Pressing Texas leaders to act on climate change, a state lawmaker on Monday appealed to his colleagues' long-held disdain for federal intervention.
“The question is, are we going to do it, or are we going to cede that authority to the federal government?” Rep. Rafael Anchia asked at a hearing of the House Committee on International Trade and Intergovernmental Affairs.
The Dallas Democrat chairs the committee and is using that post to force a discussion on climate change in a state where many leaders do not buy into the scientific consensus that humans are warming the planet with destructive effects.
The committee took up three climate-related bills on Monday. Anchia’s proposal directing Texas to comply with the proposed “Clean Power Plan” – the most recent set of federal regulations proposed to limit carbon emissions from power plants – generated the most discussion.
Texas Republicans have loudly panned the proposal, which would require the state to cut close to 200 billion pounds of carbon dioxide in the next two decades however it sees fit. They say it would increase prices and threaten reliability on the electric grid. But Anchia – who called industry juggernaut Texas “an important piece of the puzzle” in addressing climate change – said that Texas could face harsher regulations from Washington if it refuses to develop a plan to cut carbon emissions.

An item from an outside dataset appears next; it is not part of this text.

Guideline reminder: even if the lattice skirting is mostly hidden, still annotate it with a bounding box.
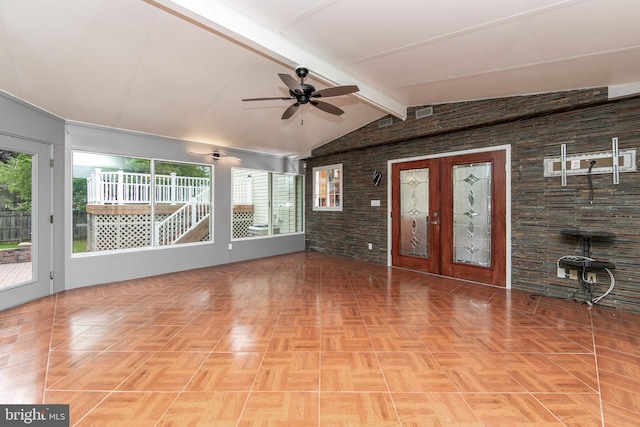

The federal Environmental Protection Agency suggests that Texas could meet its goal through a combination of actions called “building blocks”: making coal plants more efficient, switching to cleaner-burning natural gas, adding more renewable resources and bolstering energy efficiency. Under the proposal, Texas could also adopt a "cap and trade" program – a scheme in which companies bid on the right to pollute.
The federal proposal is scheduled to become final in June and Texas would have one year to submit its plan. But some experts expect the EPA to push back the deadline amid pressure from states and other critics.
If Texas ignores the rules, the EPA will construct its own plan for Texas, though the agency has not said what that might look like.
“It will put on Texas a plan, if we choose not to act,” Anchia said. “Who do we want to write the plan?”
The last time Texas refused to follow climate rules, the regulations involved "greenhouse gas permits" needed to build facilities. Without those permits, companies couldn't build large industrial plants, prompting an outcry.
Fossil fuel interests and 15 U.S. states – not including Texas – have sued the EPA over the proposed rules in a case heard last week in federal court. Judges appeared skeptical of a challenge to rules that haven’t been finalized. Texas is expected to sue after the agency finalizes the rules.
Critics of that approach cite the state’s string of recent defeats in challenges to EPA rules. They say Texas can’t bank on a court victory in this case.
Anchia said his legislation would give Texas a backup plan should it sue and lose.
But Mike Nasi, an attorney representing the industry group Balanced Energy for Texas, which opposes the federal policy, said a challenge to the Clean Power Plan would be fundamentally different than the state’s past challenges to EPA authority.
That’s partly because the proposal reaches further than others have, dealing with the makeup of state electric fleets rather than just the equipment power plants run on, Nasi said. He added that the carbon-cutting targets are uneven – hitting Texas harder than many other states. Under that argument, the judges could find the rule “arbitrary and capricious.”
“This rule vastly exceeds their statutory authority,” Nasi testified. “They will never be able to enforce” the proposal as written.
Still, Nasi said that a “do nothing” approach would be unwise. He suggested that Texas prepare a backup plan that solely addresses the agency’s first “building block” – making power plants more efficient. That, he said, would be more likely than others to survive legal scrutiny.
The committee discussed two other bills on Monday: Anchia’s proposal to create a global task force to study climate change, and a proposal by Rep. Eric Johnson, D-Dallas, that would require certain state agencies to incorporate climate science in their long-term planning processes.
“All these issues are just a matter of good public policy and good planning,” Johnson said. "It doesn’t matter if you have a certain belief system about what’s causing these types of things."
Republican committee members asked a few questions at the hearing, but were relatively quiet.
The committee left the bills pending.